Cold-pressed flash-frozen juicer La Presserie sees a lot of promise in its premium cocktail mixes.
The Toronto brand, known primarily for its fresh-frozen juices and salad dressings for the consumer market, as well as bulk products for foodservice, is exploring cocktails. Its new ready-to-use mixers are rolling out to Sobeys and Longo’s banners, with others coming soon.
“We think it’s going to be a big category,” says Rich Rotzang, the company’s general manager, of the potential in selling mixers for cocktails like mojitos and margaritas in grocery stores. “Over the last couple of years, we’ve seen a real rise in craft cocktails. Especially during COVID, a lot of people took to making them and exploring what they could do with fresh fruits and vegetables at home, and this is an extension of that.”
According to Rotzang, drinks can be made at home easily without having to lug home a bag of oranges and lemons, for example. The shopper marketing messaging, including clings on store freezers, amplifies the ease concept with “just add alcohol” verbiage.
Also, most consumers know about cocktails like margaritas, but are either unaware of (or intimidated by) the work that goes into making them “just right,” which is where La Presserie shines. All of its mixers are heavy on fruit juice heavy, and the recipes selected for the rollout of the line are ones that feature juice most prominently.

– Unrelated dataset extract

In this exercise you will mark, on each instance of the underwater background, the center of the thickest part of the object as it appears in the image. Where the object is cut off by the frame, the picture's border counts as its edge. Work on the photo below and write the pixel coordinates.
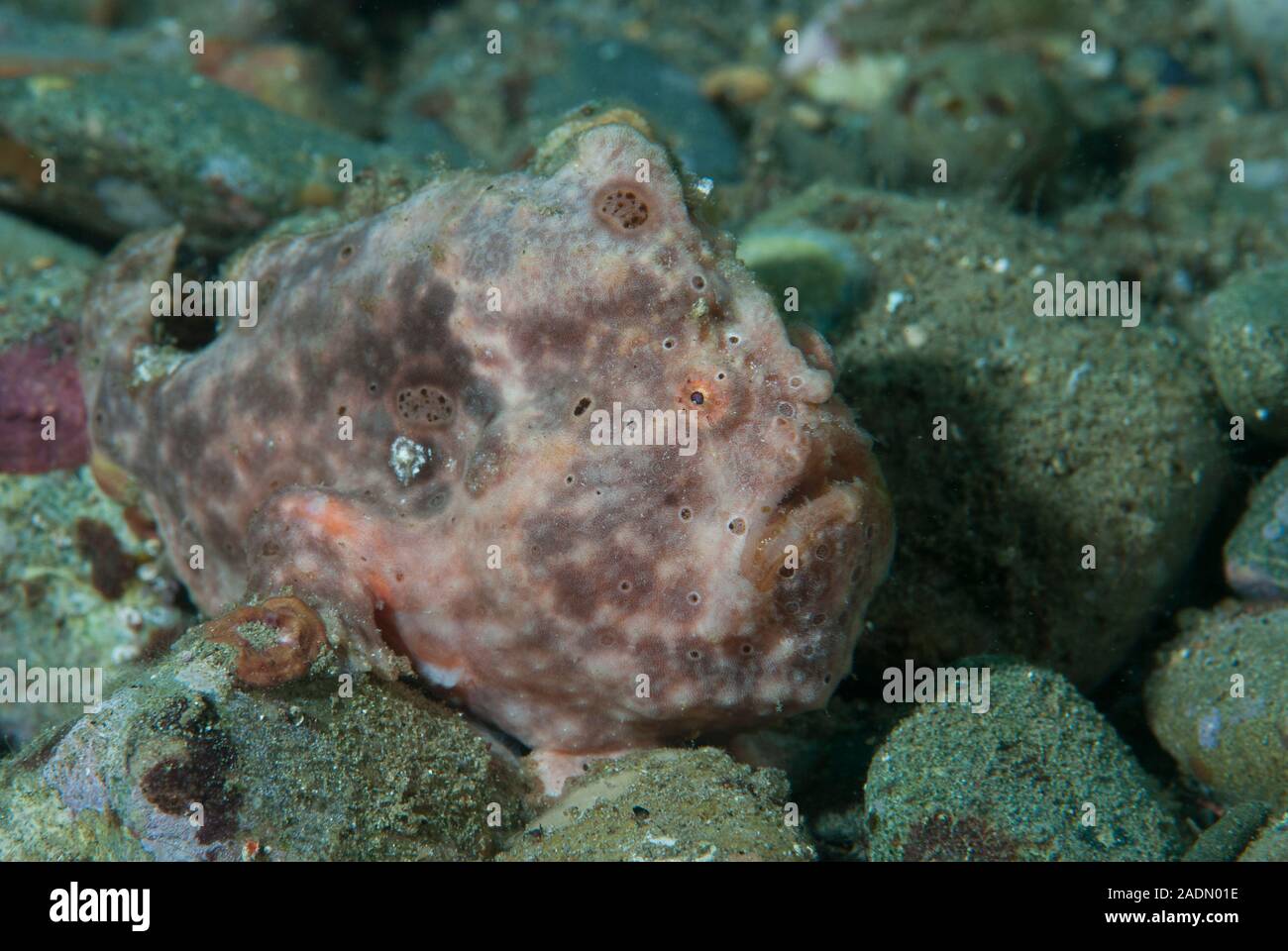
(1046, 245)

Rotzang says the primary driver in the category is taste, so appetite appeal is front and centre, something it knows how to do from its experience in juice and dressing, which operate around a similar insight. “Part of the design [done in-house] was thinking about recipes that would work well with our philosophy, and go from there.”
Sharon Rotzang senior director of business development, says the value La Presserie brings is specializing in fruits and vegetables and making them convenient, while keeping the nutritional element, to attract a premium audience, which is broader than many might expect.

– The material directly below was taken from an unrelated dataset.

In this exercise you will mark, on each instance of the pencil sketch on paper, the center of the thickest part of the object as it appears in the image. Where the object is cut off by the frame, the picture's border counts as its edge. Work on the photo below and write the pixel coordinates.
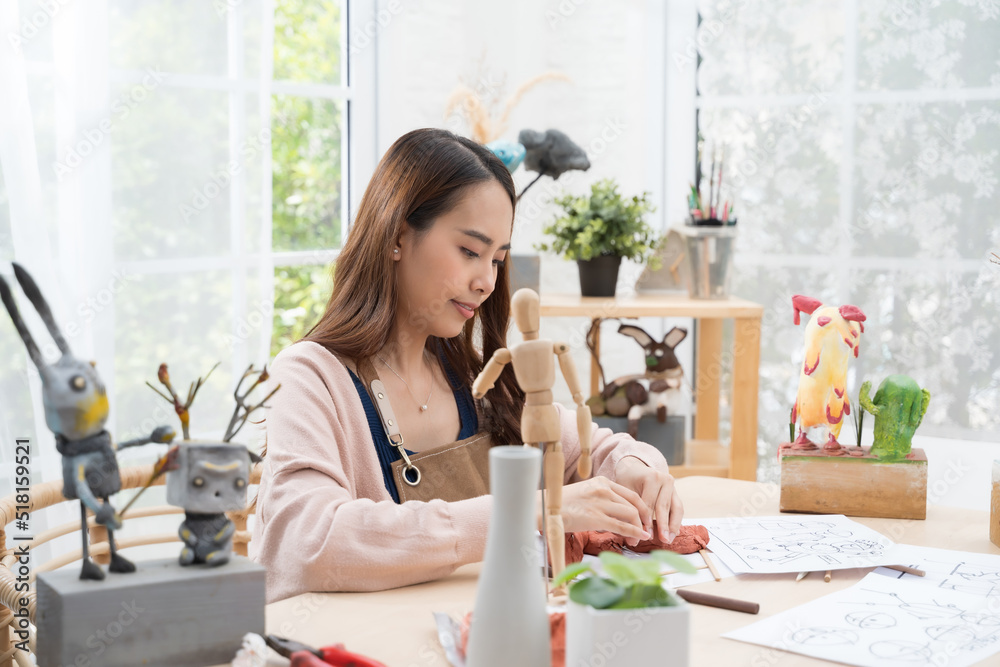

She adds that Sobeys and Longo’s are good strategic partners, as they are premium and offer premium products.
“Our philosophy with all of our products is to look at what is available on the market, and we bring it up a level.”

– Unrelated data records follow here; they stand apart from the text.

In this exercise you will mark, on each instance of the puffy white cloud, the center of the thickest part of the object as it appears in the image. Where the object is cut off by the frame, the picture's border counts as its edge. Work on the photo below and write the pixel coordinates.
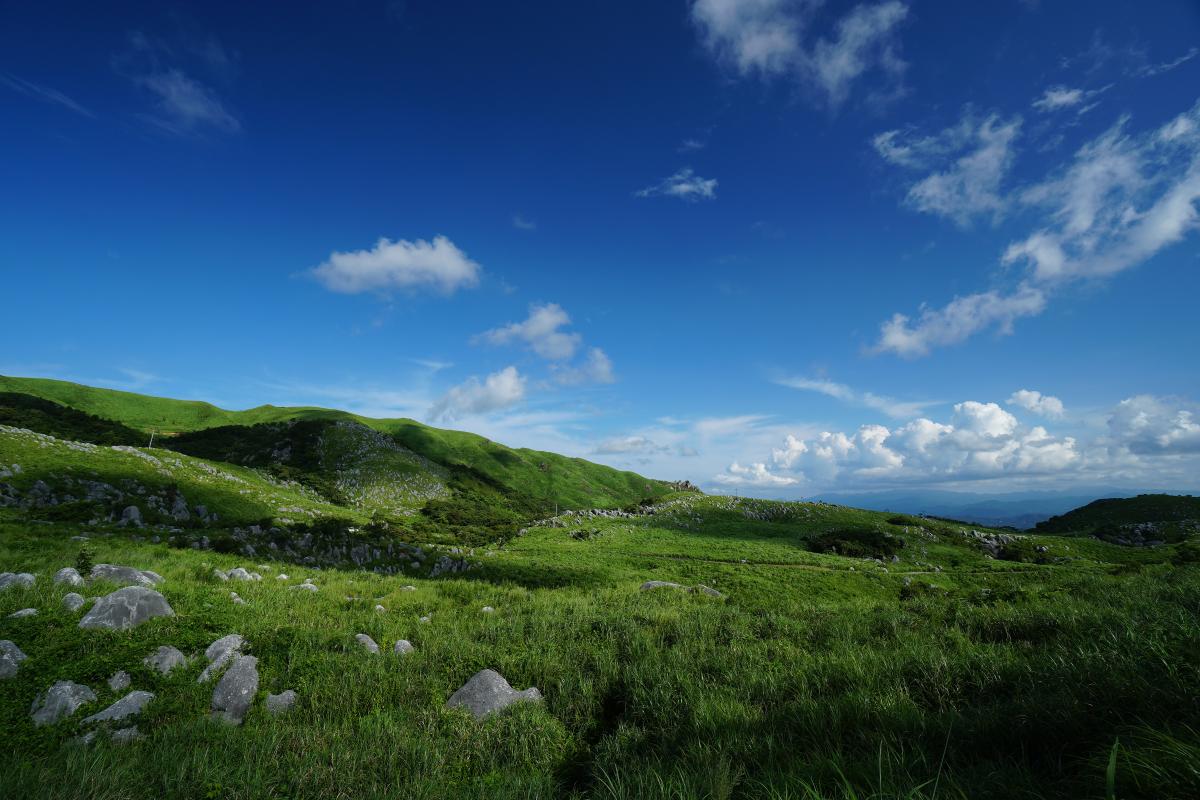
(891, 407)
(497, 391)
(541, 331)
(1149, 425)
(685, 185)
(1037, 403)
(971, 161)
(771, 38)
(408, 265)
(958, 320)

There are cocktail mixers available, Rotzang points out, but these are all shelf stable rather than frozen, and some contain an ingredients sheet that isn’t clean.
Better-for-you products like the La Presserie cocktail mixers fit in very well with Sobeys and Longo’s customers, Rotzang says, where it has already built up trust through its salad dressings. It’s running promotions at both banners, featured in flyers and in-store promotions every few months, with a tearaway couponing strategy to come. At Longo’s, there was also a banner-wide demo in late December.
Over the holiday season, the brand had a launch at Mildred’s Temple Kitchen in Toronto, which drew a strong turnout in December, with media and influencers. That event and initial rollout was organized by Bob’s Your Uncle and The Go To.